Découvrez l’avis du Cerveau pour Vesper Chronicles, une poésie funeste qui ne manque pas d’émotion ni d’éveiller le spectateur sur l’écologie et la société industrielle.

Traiter d’un monde post-apocalyptique n’est jamais chose aisée. Surtout lorsque le sujet a d’ores et déjà été abordé. C’est pourtant le challenge que ce sont données les réalisateurs du film Vesper Chronicles, à mi-chemin entre féerie fantastique, dystopie et récit féministe.

Un récit immersif dans un monde imaginé par ses créateurs, qui prennent le temps de réfléchir sur plusieurs sujets, de l’inégalité sociale, la manipulation génétique, aux profiteurs de guerre en passant par l’espoir que l’on peut retrouver là on ne s’y attend pas.

Dans le futur, les écosystèmes se sont effondrés. Parmi les survivants, quelques privilégiés se sont retranchés dans des citadelles coupées du monde, tandis que les autres tentent de subsister dans une nature devenue hostile à l’homme. Vivant dans les bois avec son père, la jeune Vesper rêve de s’offrir un autre avenir, grâce à ses talents de bio-hackeuse, hautement précieux dans ce monde où plus rien ne pousse. Le jour où un vaisseau en provenance des citadelles s’écrase avec à son bord une mystérieuse passagère, elle se dit que le destin frappe enfin à sa porte…

Après le chaos…

Des futurs post apocalyptiques, il en existe beaucoup au cinéma, de Hunger Games, à Labyrinthe, nombreuses sont les franchises qui mettent en scène un ou une adolescente prophétique, qui vient bousculer l’ordre établi et relance l’espoir.

A l’heure où il est devenu légion d’imaginer un destin tragique à notre terre, avec une sur-industrialisation qui commence à tuer à petit feu la planète depuis des décennies, Vesper Chronicles s’attaque au sujet écolo de manière inédite et intelligente, dans une intrigue qui ne manque pas de surprendre à son visionnage.

Fable Funeste

A l’heure du changement climatique et des scientifiques qui ne cesse d’alerter sur la dangerosité de l’impact humain sur notre planète, Vesper Chronicles est une fable funeste qui ne peut laisser insensible. Une dystopie froide qui ne manque pas de poésie, teintée d’influences cinématographiques, de Cronenberg à Jeunet, avec ses créatures artificielles et son ambiance brumeuse tournée en décor réels.

Une histoire qui aurait pu être triste, voire anxiogène, pourtant portée par une très forte note d’espoir.
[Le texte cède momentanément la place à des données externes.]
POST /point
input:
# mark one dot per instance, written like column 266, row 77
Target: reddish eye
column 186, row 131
Une note assurément féminine, porteuse d’une idée de révolution face non seulement à la dépendance ou domination masculine, mais aussi par l’idée de la femme à l’origine de la vie – ou survie ici – même dans les lieux les plus hostiles.

L’héroïne, qui offre son nom au titre du film, est une jeune fille vouée à un futur incertain, avec un père léthargique et une mère disparue. Mais une jeune fille qui ne manque ni de détermination, ni de courage, de malice et d’intelligence, dans un milieu qui ne lui offre qu’une seule destinée : celle de servir à reproduire ou de mourir de faim.

The future is female

Comme une plante qui pousse sur une terre brulée, Vesper est la clé de ce qui reste de l’humanité, séparée entre une élite rigide et sur-organisée, des fondamentalistes religieux que personne ne peut comprendre, et des survivants prêts aux pires sauvageries et violences pour rester en vie dans le terrain hostile qu’il leur reste.
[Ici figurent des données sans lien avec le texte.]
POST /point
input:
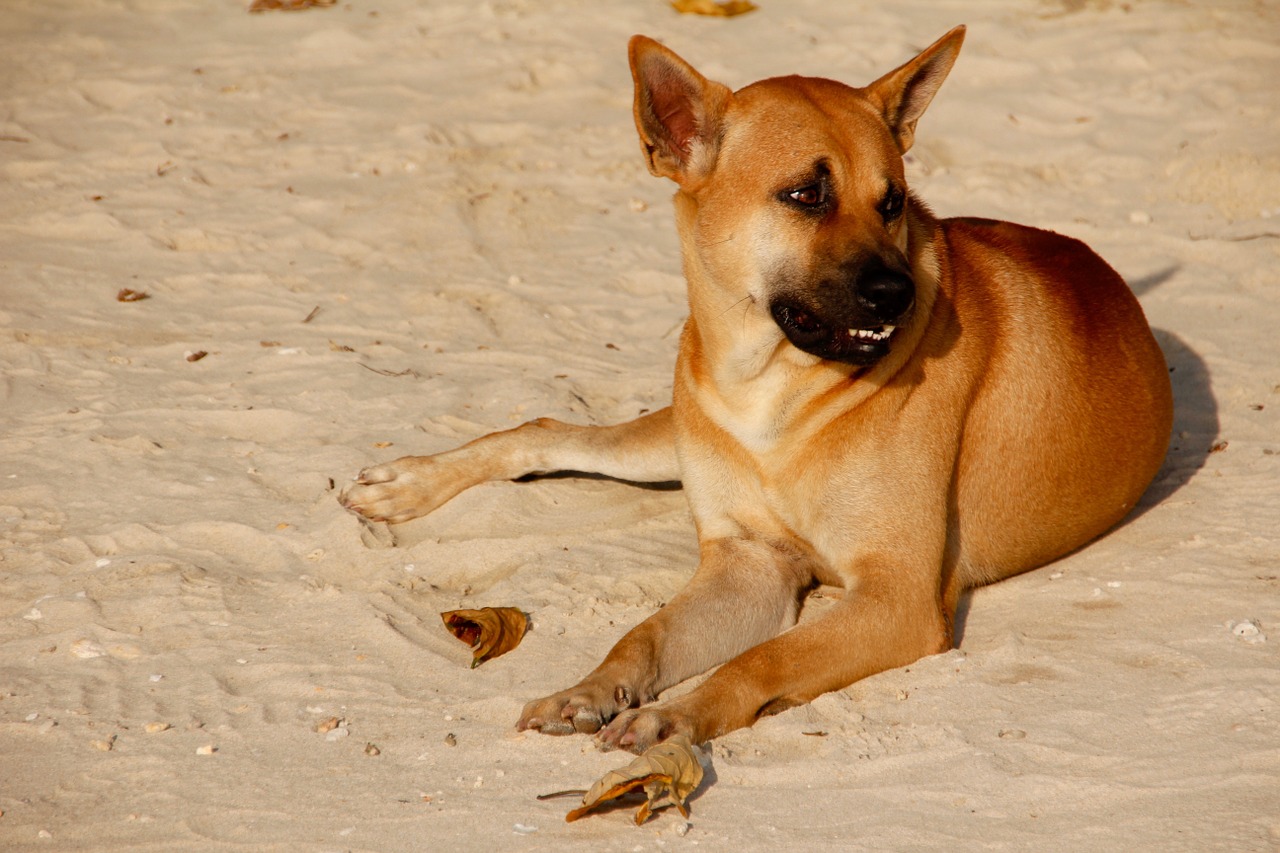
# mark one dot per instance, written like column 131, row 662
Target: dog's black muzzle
column 850, row 316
Si aux premiers abords le spectateur peut être dérouté parce qu’il voit durant les premières minutes du film, Vesper Chronicles va réussir à nous investir dans le parcours de cette adolescente androgyne, sa soif d’espoir, son amour pour son père, mais aussi la science, sa naïveté, pugnacité et son insouciance.  Une insouciance qui lui permet d’ailleurs de créer de la féerie au milieu du chaos, et de rêver d’un avenir meilleur.

Anti-deterministe

Comme une critique de notre monde capitaliste et société déterministe, cette fable visuelle sort des sentiers battus pour sa réalisation et son inventivité, que ce soit dans la gestion des décors, en production design, ou écriture. Un film unique, qui s’empare d’un sujet pourtant déjà traité sous plusieurs angles, pour le réinventer de manière non seulement originale mais surtout avec beaucoup d’émotion et d’âme.

L’âme et le voyage sont au centre de Vesper Chronicles, malgré l’univers lugubre dans lequel les scénaristes et réalisateurs nous emmènent. Un voyage qui appelle à la rébellion, le dépassement de soi, le rêve, mais aussi l’entraide, afin d’imaginer un monde meilleur, que ce soit pour soi ou pour les générations futures.

Rien à envier

Avec un budget minime de 5 millions de dollars, le film arrive à rivaliser avec des blockbusters futuristes dix fois plus cher. Les réalisateurs, Kristina Buozyte , lituanienne et Bruno Samper, français, avec à leur côté à l’écriture du scénario Brian Clark, proposent un film à petit budget qui n’a rien à envier aux grands. Qui réinvente la technologie du futur en symbiose avec une nature hostile, en évitant habilement les écueils d’un futur sur-informatisé avec une technologie inspirée de notre monde.

Ici, la technologie est artistique, un peu comme la nature peut l’être, permettant habilement de se délester de certain coûts liés aux effets spéciaux, qui peuvent vite écumer le budget d’un film, mais aussi de revenir à un cinéma plus classique et plus intemporel, celui des animatroniques, des props et des décors artificiels qui se mêlent aux réels, même si les réalisateurs Samper et Byozyte ont fait appel à des studios de VFX très prisés.

Tourné en Lituanie, dans des forêts froides et peu attrayantes, les cinéastes ont réussi le pari de créer un monde de fantasy loin de ses codes de verdures et couleurs chatoyantes. Un univers froid, macabre et agonisant, qui arrive pourtant à offrir au spectateur un dépaysement comme aucun autre, tout en le faisant réfléchir sur notre réalité. Le propre même de la science-fiction.